The boring data conversation
The Ether w/Casey Simple: On Data
In this installment of The Ether, Casey Simple explores data:
The world of AI exciting. The data maintenance behind that world is, quite frankly, boring. We’ve been dealing with data for decades. We’ve maintained it, cleansed it, and analyzed it. Following AI’s long winter(s), enterprises are begining to truly transform.
Now, we’re using applications to systematically examine data across multiple departments and multiple systems. We can now analyze data at incredible speeds, which has further pushed the data topic forward. We’re taking our data systems of the past and reinventing, recycling, and revamping them to be applicable in today’s AI environment.
We must be careful about how we combine this old world of data with the new. There are three key essentials to setting up a solid, systemic focus on data maintenance.
Assign Data Owners
A data owner is responsible for understanding specific data elements within a well-defined category of data. They know the granular details of access policies, issues with source data, and processes for using data. A data owner is separate from a process owner or an analytics owner. They are focused solely on specific data ownership and can answer questions like: How do you maintain data? Why is data maintenance important? Why and how do you disseminate data elements?
For example, a revenue data owner oversees all the data elements that feed a revenue algorithm. Similar data shows up on reports as well, so we may already have some experience with it from an analytics perspective. However, a data owner examines this data from an AI lens and focuses specifically on the algorithm at play. This might include data from ordering systems and accounting systems.
The owner identifies who can see this data and at what times during the accounting cycle, which is especially critical in terms of revenue data in a public company. They look at any use of the data elements or algorithms that are calculating revenue, and they are responsible for person who reviewing and approving this particular use of it. They are also tasked with maintaining consistency companywide so that any time revenue data is used, an algorithm is always defined the exact same way. Ensuring the algorithm’s consistency means it isn’t being defined as something different in different places at different times.
Additionally, it is possible the owner is working with the accounting team to look at practices and policies such as revenue deferrals to access any changes in that policy that might affect the algorithm. They can also suggest processes for routine maintenance and cleanup of deferrals on a predictable schedule to maintain consistency in how revenue is being used in an algorithm.
Create a Data Maintenance Team
A data maintenance team is in charge of complex and multisource data. Customer data maintenance teams are a common use case, as customer data is vast and comes from every direction. If an organization assigned a data maintenance team during a previous transformation in shared services, it makes sense to leverage the same team. However, it is necessary to redefine the scope of the data maintenance team to fit with the AI environment to ensures long-term success and adaptation.

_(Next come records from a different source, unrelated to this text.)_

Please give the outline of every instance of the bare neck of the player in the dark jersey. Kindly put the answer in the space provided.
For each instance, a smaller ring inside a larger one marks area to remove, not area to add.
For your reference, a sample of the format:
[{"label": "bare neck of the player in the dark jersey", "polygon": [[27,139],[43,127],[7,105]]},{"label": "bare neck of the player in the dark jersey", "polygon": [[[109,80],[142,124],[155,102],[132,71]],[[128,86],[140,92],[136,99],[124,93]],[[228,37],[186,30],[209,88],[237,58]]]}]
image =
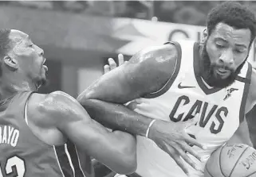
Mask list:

A data maintenance team is looking at source data and determining where it comes from, how it compares with existing data that’s been cleansed and maintained, and determining whether or not it should be added automatically. Adding new data without scrutiny creates a host of problems. While real-time data is desirable, clean data is imperative.
It’s a balancing act for a data maintenance team to decide what new data needs to be cleansed before it is added—if at all—how much it needs to be cleansed, and if it should be merged with existing data. There is also the question of what data is better, and how to avoid duplicate data.
A data maintenance team also works as a companywide data desk. A data desk becomes a destination for any other internal entity who questions some of the data they’re using in an algorithm and wants it changed, validated, or cleansed. Using customer data as an example, legal entity names or tax information changes all the time. This type of data shouldn’t be changed within a system in silos or on the fly. A data maintenance team ensures the integrity of the underlying data.
Data owners and data maintenance teams aren’t going to be productive if they’re mired in lower-level, less impactful data. To figure out what data deserves precedence, look at the top five reports your c-suite receives and uses regularly. Generally speaking, the data on those reports is similar to the data utilized in the most frequently used algorithms. The data elements in those algorithms are also worth a look.
If you assign ownership and maintenance to those two things, you know you’re working on the most critical data for the company. Begin with that. Its impact on setting up a nice, boring routine will lead you to long-term success around your AI environments.
In the case of data, the opposite of boring is chaos. By setting up the right framework from the get-go, you’re saving time, money, and an endless amount of stress and frustration.